In a meta-analysis of PWH treated with omega-3-fatty acids, Oliveira et al found that omega-3-fatty acids reduced TG by about 80 mg/dL. However, limitations of the meta-analysis were that the included studies varied with respect to dose of omega-3-fatty acids studied and study duration (90). Omega-3-fatty acids do not interact with available ART formulations.
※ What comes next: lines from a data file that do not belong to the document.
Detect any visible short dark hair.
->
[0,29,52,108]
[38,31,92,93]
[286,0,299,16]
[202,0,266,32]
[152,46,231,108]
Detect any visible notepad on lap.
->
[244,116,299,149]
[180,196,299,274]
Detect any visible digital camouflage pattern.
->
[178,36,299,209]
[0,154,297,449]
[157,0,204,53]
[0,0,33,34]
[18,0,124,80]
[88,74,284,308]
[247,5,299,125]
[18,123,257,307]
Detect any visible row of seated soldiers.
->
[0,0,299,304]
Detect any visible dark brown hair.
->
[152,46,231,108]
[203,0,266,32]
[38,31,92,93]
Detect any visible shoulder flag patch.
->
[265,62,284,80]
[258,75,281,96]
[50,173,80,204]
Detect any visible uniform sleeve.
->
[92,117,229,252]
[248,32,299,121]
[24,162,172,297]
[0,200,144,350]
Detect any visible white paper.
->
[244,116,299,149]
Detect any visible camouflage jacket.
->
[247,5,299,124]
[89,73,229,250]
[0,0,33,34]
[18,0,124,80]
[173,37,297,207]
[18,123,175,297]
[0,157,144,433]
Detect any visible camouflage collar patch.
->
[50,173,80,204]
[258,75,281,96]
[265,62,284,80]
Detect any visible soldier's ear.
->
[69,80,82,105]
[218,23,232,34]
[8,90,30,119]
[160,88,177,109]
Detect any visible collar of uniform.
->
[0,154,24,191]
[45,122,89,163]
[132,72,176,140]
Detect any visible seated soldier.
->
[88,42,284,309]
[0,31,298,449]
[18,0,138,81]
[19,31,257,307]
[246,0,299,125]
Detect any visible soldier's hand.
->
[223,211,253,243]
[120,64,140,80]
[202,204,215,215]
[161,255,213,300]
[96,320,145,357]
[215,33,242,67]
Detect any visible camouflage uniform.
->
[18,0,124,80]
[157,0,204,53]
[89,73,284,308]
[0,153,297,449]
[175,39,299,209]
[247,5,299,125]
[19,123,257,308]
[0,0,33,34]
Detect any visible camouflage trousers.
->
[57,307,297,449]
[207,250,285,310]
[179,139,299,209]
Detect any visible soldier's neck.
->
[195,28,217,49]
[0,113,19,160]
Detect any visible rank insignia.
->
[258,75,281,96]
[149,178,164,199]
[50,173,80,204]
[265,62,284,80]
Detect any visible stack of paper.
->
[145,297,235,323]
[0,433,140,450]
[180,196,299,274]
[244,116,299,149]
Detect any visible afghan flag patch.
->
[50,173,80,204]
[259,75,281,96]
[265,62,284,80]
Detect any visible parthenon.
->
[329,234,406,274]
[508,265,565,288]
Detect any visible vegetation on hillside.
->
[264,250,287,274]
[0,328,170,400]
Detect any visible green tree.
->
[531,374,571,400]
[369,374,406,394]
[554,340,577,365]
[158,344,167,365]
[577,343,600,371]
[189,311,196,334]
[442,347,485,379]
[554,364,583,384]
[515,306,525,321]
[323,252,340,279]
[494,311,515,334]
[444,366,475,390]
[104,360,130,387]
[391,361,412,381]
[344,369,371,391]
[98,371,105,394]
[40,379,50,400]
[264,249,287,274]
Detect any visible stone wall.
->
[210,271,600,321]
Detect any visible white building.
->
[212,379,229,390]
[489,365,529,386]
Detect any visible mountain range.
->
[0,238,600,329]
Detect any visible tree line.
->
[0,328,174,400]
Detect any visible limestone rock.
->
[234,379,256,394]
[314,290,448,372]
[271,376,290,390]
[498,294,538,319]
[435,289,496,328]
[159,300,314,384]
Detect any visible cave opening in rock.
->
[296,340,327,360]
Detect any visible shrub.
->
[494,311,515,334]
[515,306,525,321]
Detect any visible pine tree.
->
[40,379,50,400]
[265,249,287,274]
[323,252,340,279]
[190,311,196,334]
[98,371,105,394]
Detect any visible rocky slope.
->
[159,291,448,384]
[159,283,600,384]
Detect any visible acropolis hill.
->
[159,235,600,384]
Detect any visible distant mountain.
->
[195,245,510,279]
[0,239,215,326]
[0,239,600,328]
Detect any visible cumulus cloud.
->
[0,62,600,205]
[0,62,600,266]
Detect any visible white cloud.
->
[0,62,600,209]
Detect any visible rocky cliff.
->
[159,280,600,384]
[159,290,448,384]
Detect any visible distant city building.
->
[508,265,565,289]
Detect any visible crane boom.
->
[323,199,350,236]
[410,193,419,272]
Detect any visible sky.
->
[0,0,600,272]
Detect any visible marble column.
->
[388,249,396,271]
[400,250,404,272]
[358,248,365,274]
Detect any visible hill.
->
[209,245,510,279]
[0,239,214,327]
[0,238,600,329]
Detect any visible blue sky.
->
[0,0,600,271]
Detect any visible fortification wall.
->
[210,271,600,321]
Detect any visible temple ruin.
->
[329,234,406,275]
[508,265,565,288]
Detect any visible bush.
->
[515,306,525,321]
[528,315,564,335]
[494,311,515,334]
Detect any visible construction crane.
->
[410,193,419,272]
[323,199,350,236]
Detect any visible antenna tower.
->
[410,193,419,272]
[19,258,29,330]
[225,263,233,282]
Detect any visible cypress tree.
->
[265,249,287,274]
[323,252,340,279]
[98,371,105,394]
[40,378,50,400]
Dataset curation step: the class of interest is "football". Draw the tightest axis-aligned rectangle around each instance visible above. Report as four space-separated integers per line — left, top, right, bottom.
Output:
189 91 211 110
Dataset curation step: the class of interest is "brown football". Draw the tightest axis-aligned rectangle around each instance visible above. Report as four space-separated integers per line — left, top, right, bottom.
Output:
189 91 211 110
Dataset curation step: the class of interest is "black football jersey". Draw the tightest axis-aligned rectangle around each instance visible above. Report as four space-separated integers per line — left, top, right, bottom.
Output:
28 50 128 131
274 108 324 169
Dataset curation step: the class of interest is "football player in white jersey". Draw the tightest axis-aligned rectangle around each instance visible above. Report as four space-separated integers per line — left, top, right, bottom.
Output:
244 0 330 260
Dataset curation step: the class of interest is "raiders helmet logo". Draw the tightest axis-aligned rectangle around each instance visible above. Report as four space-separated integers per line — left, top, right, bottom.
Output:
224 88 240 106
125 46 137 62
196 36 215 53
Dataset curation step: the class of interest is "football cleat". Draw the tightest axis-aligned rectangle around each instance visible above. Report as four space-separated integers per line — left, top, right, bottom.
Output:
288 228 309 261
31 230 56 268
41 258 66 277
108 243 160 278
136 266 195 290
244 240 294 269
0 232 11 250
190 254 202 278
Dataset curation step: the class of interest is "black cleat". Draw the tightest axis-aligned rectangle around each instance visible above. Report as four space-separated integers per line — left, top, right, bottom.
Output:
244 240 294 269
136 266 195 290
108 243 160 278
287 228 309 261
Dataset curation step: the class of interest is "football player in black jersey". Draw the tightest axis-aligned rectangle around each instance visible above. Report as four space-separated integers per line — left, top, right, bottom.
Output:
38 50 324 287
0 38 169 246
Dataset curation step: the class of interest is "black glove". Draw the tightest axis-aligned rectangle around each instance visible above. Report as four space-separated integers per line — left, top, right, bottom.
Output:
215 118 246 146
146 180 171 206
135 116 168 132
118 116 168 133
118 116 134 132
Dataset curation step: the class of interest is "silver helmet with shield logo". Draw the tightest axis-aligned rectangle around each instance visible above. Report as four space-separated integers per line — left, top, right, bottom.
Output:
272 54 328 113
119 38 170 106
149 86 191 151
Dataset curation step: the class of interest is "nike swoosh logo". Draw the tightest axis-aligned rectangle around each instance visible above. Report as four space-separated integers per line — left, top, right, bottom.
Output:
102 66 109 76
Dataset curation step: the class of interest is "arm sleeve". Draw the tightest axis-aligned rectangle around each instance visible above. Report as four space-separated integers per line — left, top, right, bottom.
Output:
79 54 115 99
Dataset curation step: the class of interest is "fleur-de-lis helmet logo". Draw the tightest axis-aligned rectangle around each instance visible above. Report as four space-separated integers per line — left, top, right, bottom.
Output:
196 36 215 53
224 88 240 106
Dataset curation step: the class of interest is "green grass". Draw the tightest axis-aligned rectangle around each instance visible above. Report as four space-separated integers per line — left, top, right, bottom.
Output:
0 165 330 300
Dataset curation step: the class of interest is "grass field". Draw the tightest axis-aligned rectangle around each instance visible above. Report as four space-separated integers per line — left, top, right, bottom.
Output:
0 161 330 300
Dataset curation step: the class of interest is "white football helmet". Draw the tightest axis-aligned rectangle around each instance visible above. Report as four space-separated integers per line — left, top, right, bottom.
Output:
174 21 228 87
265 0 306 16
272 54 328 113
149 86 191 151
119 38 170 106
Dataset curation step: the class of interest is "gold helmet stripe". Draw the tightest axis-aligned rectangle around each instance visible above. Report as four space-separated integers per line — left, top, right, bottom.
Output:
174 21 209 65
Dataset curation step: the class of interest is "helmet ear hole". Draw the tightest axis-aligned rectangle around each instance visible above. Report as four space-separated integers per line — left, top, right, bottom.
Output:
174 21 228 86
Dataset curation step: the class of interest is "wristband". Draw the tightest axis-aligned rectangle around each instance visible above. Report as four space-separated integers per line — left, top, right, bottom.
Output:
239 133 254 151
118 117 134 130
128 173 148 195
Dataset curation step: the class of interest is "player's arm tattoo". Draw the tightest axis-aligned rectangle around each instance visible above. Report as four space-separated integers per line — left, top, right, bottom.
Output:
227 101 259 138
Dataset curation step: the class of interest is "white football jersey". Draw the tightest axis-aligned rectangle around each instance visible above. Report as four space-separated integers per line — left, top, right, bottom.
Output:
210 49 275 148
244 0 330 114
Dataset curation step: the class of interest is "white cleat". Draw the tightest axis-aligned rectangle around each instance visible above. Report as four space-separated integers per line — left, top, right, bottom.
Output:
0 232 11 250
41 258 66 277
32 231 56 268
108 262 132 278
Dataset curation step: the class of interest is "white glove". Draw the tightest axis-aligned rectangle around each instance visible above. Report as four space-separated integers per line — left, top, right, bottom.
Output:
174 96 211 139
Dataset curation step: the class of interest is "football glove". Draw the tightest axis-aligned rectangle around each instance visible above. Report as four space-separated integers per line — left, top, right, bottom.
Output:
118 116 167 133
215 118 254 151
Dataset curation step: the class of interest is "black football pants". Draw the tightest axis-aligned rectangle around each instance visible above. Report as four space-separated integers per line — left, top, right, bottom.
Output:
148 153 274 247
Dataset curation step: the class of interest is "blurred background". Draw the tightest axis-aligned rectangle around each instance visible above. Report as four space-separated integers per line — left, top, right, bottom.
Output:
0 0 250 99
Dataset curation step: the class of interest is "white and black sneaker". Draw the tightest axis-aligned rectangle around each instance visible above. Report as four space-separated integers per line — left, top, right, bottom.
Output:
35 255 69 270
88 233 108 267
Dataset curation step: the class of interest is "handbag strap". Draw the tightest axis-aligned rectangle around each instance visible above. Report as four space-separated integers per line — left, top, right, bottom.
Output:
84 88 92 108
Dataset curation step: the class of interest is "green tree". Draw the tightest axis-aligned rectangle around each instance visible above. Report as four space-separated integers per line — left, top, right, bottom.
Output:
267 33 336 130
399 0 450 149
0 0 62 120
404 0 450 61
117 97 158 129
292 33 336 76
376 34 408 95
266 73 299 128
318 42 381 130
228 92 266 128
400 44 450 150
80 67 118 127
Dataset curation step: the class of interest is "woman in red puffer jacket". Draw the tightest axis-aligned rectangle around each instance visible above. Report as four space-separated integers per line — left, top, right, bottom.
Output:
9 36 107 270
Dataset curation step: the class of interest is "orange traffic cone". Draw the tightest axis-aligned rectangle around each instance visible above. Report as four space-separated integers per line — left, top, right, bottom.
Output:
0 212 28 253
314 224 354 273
The current literature does not have any studies on the effect of icosapent ethyl in PWH, although the REDUCE-IT trial, which was conducted in a general population group of participants with either ASCVD or diabetes and a fasting TG of 135 to 499 mg/dL and on statin therapy, showed a benefit from icosapent ethyl in reducing ASCVD events (91).

SUMMARY

Our general approach is to focus on triglyceride lowering if the TG>500 mg/dL to prevent possible pancreatitis. In addition to controlling secondary factors (e.g., hyperglycemia, excess adiposity, heavy alcohol use, estrogen use, other drugs that increase triglycerides, etc.), pharmacologic treatment with fibrates or omega-3 fatty acids is indicated in this population. For patients with TG between 150 and 500 mg/dL, pharmacologic interventions (fibrates or omega-3 fatty acids) can be considered after the LDL-C goal has been reached, especially in those at higher CVD risk (>20% 10-year risk). Note that in these patients non-HDL-C levels will likely be above goal.

CONCLUSIONS

Dyslipidemia is common in PWH and is a modifiable risk factor for CV disease. PWH are at increased risk for developing interactions of specific ART with lipid lowering agents and this should be kept in mind in the treatment of dyslipidemia in PWH. Non-statin agents have been studied in the treatment of dyslipidemia in PWH and can be considered in cases of statin intolerance or contraindication. Ongoing research will provide more information on the use of statins in primary prevention of CV disease in PWH.